La science se démontre, l'art s'enseigne. Qui doit enseigner l'art de la paix? Un maître, un grand individu, celui qui est accompli. Toute personne à la retraite qui considère qu'elle a réussi sa vie pourrait enseigner quelque chose. Mais le grand individu est celui qui énonce la règle: on ne peut arrêter la guerre mais on peut affirmer la paix. La première victoire de cet art est de pouvoir s'affirmer en temps de guerre, comme on peut exprimer le beau en période de laideur consacrée.
Les collectivités sont en guerre, mais les individus voudraient vivre en paix. Or l'individu est la substance première (l'individu est une substance pensante et agissante, dixit Descartes), alors que la guerre concerne les substances secondes, c'est-à-dire les espèces, les races, les nations. L'individu qui veut la paix est le même dans les collectivités qui s'opposent. Les nations font les guerres; ce sont les individus qui font la paix. Les "Nations Unies" sont un ensemble d'individus mais l'expression est malheureuse: 170 pays, six milliards d'individus.
En ce début de millénaire, l'ombre de l'individu est sa solitude. L'individu est fini, dit la clameur. Il faut renverser cette pulsion de mort pour dire que l'individu un et indivisible n'est pas encore arrivé. Ainsi, tout le monde peut être agent de paix, comme Russell l'a dit et démontré par sa désobéissance civile durant la guerre froide. Tout le monde peut se lever. Mais si tout le monde se lève en même temps, ce n'est pas nécessairement pour la bonne cause. La finalité doit rester individuelle: il s'agit pour l'individu de transformer la violence dont il est l'objet en "arme de paix" fondée stratégiquement sur les valeurs de respect, de communication et d'harmonie.
3. Des armes pour la paix dans l'esprit des arts martiauxLa pleine conscience n'est jamais instantanée, d'autant plus que l'Aïkidoka doit réaliser que son seul adversaire est lui-même. C'est le premier article de l'art de la paix: le seul ennemi est intérieur. Le corollaire de cet énoncé est que les autres ne doivent pas être vus comme des adversaires ou des compétiteurs mais comme des partenaires ou des compagnons.

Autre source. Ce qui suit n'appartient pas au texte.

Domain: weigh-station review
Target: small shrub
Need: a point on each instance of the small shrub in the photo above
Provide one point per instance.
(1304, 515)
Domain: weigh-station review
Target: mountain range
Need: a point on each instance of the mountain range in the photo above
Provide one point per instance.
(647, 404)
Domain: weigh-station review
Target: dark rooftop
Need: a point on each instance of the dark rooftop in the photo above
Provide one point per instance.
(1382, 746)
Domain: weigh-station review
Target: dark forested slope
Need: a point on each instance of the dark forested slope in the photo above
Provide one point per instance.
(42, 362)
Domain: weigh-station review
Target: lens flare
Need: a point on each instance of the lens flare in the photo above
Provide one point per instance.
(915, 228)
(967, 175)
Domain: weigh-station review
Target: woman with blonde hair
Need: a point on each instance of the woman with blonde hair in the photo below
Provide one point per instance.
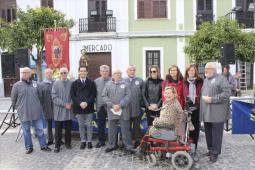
(152, 94)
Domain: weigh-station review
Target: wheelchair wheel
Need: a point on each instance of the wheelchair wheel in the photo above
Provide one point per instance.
(181, 160)
(152, 160)
(158, 154)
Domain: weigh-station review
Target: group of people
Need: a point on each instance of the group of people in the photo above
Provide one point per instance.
(118, 101)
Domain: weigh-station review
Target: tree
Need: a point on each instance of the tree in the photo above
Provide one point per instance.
(28, 30)
(205, 44)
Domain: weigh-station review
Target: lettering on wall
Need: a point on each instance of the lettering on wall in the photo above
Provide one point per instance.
(92, 48)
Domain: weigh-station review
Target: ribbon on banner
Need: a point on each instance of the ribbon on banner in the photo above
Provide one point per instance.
(56, 42)
(242, 118)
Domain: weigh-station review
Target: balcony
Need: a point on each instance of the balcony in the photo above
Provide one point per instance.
(97, 24)
(244, 18)
(204, 17)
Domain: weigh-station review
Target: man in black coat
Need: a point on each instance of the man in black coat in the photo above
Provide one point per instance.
(83, 94)
(47, 104)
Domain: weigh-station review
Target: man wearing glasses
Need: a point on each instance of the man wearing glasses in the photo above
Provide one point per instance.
(117, 95)
(136, 85)
(100, 104)
(83, 94)
(26, 98)
(62, 109)
(214, 109)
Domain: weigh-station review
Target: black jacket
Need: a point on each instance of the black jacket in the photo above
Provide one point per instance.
(152, 92)
(83, 92)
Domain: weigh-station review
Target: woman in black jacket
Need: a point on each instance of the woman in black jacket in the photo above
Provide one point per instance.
(152, 94)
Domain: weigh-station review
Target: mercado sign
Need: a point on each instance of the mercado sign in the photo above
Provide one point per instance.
(96, 48)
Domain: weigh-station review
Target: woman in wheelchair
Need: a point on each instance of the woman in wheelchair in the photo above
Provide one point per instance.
(171, 116)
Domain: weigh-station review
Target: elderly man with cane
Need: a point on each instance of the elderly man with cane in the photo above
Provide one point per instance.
(214, 109)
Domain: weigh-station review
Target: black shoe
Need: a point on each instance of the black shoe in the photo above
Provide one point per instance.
(136, 144)
(46, 148)
(90, 145)
(206, 154)
(109, 149)
(30, 150)
(129, 151)
(68, 146)
(99, 145)
(56, 150)
(213, 158)
(50, 143)
(83, 145)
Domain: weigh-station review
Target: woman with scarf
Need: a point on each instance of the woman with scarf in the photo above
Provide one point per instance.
(174, 78)
(152, 94)
(192, 89)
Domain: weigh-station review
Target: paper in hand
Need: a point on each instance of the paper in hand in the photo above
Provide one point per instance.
(116, 113)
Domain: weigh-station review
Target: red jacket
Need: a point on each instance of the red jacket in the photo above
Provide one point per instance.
(199, 84)
(179, 89)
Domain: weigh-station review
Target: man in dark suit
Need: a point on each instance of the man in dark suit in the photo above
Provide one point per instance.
(214, 109)
(83, 94)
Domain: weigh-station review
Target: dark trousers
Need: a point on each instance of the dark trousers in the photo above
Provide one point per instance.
(213, 135)
(49, 130)
(136, 128)
(151, 116)
(58, 132)
(195, 121)
(101, 121)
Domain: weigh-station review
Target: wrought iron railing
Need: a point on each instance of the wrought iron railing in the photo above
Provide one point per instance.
(203, 17)
(99, 24)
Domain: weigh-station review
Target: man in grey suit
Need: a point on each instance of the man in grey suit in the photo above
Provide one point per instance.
(62, 109)
(26, 99)
(135, 84)
(214, 109)
(116, 95)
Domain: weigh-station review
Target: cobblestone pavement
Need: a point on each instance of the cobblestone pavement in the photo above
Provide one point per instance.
(238, 153)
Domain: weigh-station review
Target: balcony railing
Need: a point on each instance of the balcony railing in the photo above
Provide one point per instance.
(106, 24)
(204, 17)
(244, 18)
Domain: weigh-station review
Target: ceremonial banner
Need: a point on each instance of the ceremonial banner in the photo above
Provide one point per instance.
(242, 122)
(56, 42)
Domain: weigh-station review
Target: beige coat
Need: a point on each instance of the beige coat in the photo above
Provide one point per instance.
(171, 114)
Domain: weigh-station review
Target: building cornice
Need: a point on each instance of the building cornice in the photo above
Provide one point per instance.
(130, 35)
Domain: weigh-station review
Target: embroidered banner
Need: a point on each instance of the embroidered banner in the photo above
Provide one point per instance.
(56, 42)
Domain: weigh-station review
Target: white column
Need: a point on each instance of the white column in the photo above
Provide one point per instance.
(180, 41)
(215, 9)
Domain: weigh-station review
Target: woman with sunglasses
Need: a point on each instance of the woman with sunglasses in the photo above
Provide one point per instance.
(174, 78)
(152, 94)
(192, 89)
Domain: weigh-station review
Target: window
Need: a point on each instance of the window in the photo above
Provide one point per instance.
(204, 11)
(152, 58)
(151, 9)
(47, 3)
(204, 5)
(8, 14)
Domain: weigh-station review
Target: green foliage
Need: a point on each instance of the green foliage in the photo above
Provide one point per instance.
(204, 45)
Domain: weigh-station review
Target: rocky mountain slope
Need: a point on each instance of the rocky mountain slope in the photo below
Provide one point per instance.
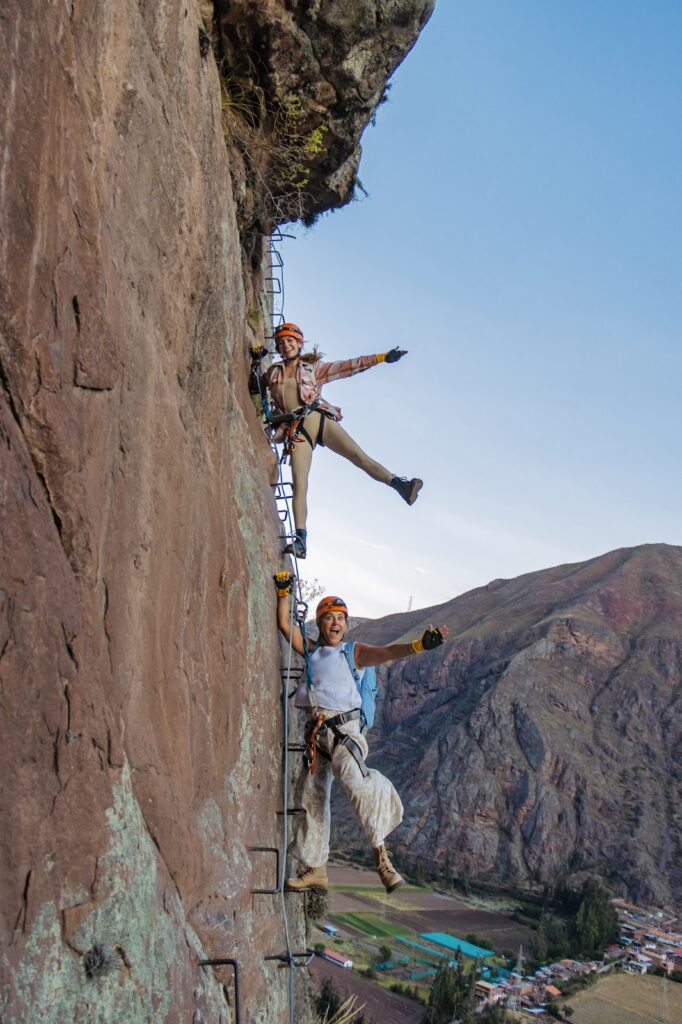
(139, 685)
(545, 738)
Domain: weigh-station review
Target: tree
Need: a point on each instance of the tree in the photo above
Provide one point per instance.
(328, 999)
(452, 995)
(596, 920)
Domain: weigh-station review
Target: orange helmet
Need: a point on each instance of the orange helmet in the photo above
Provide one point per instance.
(288, 331)
(331, 604)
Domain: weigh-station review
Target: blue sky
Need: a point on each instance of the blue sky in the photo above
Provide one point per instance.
(522, 240)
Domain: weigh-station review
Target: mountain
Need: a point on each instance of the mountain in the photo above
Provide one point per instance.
(544, 738)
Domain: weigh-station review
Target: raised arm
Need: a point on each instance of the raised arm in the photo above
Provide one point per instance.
(291, 632)
(367, 654)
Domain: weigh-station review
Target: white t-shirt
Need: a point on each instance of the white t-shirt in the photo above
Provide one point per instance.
(334, 684)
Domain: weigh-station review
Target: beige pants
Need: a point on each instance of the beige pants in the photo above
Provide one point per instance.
(374, 799)
(336, 439)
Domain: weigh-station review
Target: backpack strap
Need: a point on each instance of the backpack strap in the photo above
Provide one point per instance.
(349, 654)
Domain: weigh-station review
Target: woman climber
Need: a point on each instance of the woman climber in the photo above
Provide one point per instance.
(295, 386)
(334, 740)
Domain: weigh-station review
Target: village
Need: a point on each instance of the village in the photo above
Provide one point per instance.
(363, 927)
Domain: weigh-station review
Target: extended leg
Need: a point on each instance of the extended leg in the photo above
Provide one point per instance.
(374, 799)
(301, 459)
(338, 440)
(310, 843)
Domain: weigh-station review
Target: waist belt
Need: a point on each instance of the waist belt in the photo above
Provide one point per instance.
(346, 716)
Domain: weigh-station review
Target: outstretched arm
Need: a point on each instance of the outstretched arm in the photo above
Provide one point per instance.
(367, 654)
(291, 632)
(326, 372)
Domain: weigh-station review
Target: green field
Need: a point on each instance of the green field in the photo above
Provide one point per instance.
(629, 998)
(370, 924)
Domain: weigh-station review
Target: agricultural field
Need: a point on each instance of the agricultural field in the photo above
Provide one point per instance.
(629, 998)
(357, 898)
(368, 920)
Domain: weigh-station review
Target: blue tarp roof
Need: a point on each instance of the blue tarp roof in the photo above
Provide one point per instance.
(419, 945)
(457, 945)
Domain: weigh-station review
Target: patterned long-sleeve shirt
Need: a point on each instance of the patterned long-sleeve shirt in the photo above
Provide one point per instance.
(310, 377)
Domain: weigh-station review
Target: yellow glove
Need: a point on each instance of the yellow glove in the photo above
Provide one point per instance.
(283, 583)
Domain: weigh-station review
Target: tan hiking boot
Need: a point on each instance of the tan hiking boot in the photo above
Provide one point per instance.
(389, 877)
(312, 878)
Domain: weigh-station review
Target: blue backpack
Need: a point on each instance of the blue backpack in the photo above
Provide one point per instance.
(367, 685)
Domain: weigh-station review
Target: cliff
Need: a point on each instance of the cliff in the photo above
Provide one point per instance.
(544, 739)
(138, 658)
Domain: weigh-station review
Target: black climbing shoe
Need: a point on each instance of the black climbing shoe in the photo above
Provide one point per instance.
(408, 489)
(298, 546)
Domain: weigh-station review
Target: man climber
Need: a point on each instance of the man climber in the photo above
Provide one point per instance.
(295, 386)
(335, 744)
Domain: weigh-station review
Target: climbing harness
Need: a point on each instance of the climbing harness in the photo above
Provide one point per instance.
(343, 738)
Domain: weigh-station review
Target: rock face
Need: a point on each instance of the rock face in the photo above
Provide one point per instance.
(545, 738)
(300, 82)
(139, 688)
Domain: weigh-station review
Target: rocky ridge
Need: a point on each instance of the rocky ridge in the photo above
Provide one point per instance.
(545, 738)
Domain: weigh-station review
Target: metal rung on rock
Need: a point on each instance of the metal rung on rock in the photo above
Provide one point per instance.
(292, 960)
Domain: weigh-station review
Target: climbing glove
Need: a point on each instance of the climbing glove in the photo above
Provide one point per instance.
(283, 583)
(392, 356)
(429, 639)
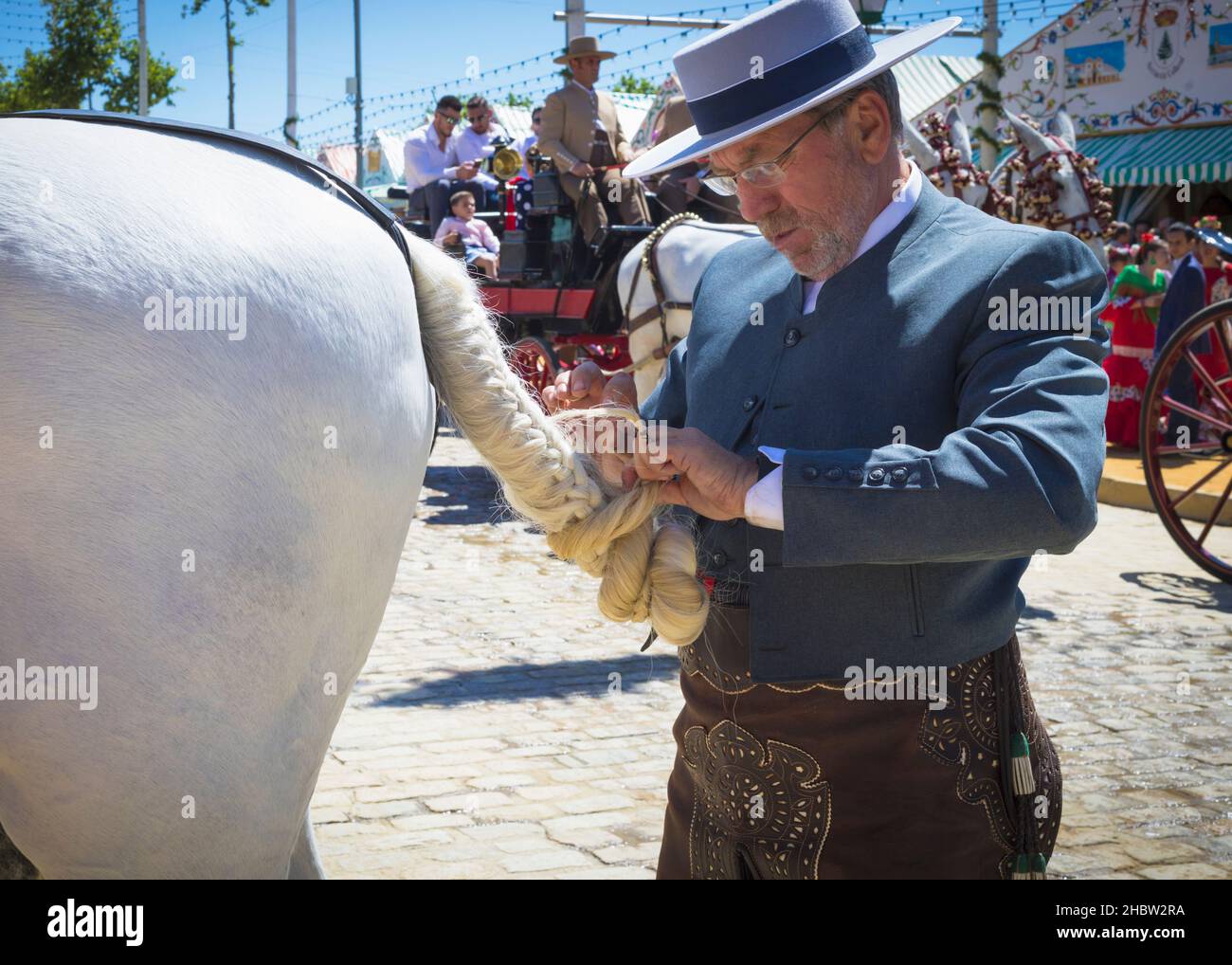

La répétition, loin d'être synonyme de monotonie, est le seul moyen pour le système nerveux d'enregistrer un geste à la fois efficace et harmonieux. Une fois tous les gestes de la vie appris de cette manière qui dépasse la simple technique, le transfert d'énergie peut se faire d'un partenaire à l'autre, pour quelque action que ce soit.
Le quotidien est ce qui manque le plus aux gens affairés, qui arrivent au bout de leur vie sans l'avoir véritablement vécue. Le quotidien, quand il est le lieu de la non compétitivité, rend possible une esthétique de la vie. Et celui qui est capable de faire de son quotidien un art vit en paix.
L'établissement de la paix passe-t-il nécessairement par la volonté individuelle? Y a-t-il un art du quotidien que l'on puisse enseigner à l'individu, qui le fasse décider de vivre en paix? Sans amour de la vie, le quotidien ne peut être un objet d'art et sans la valorisation de l'individu, la compétition, les rivalités et la guerre deviennent des principes de fonctionnement normaux. Après plusieurs millénaires d'évolution, l'humanité se débat encore dans un ouragan de haine. Il faut quitter cet enfer collectif qu'aucun, parmi nous, ne désire pour lui-même et ceux qu'il aime. Voilà la toute-puissance de l'individu!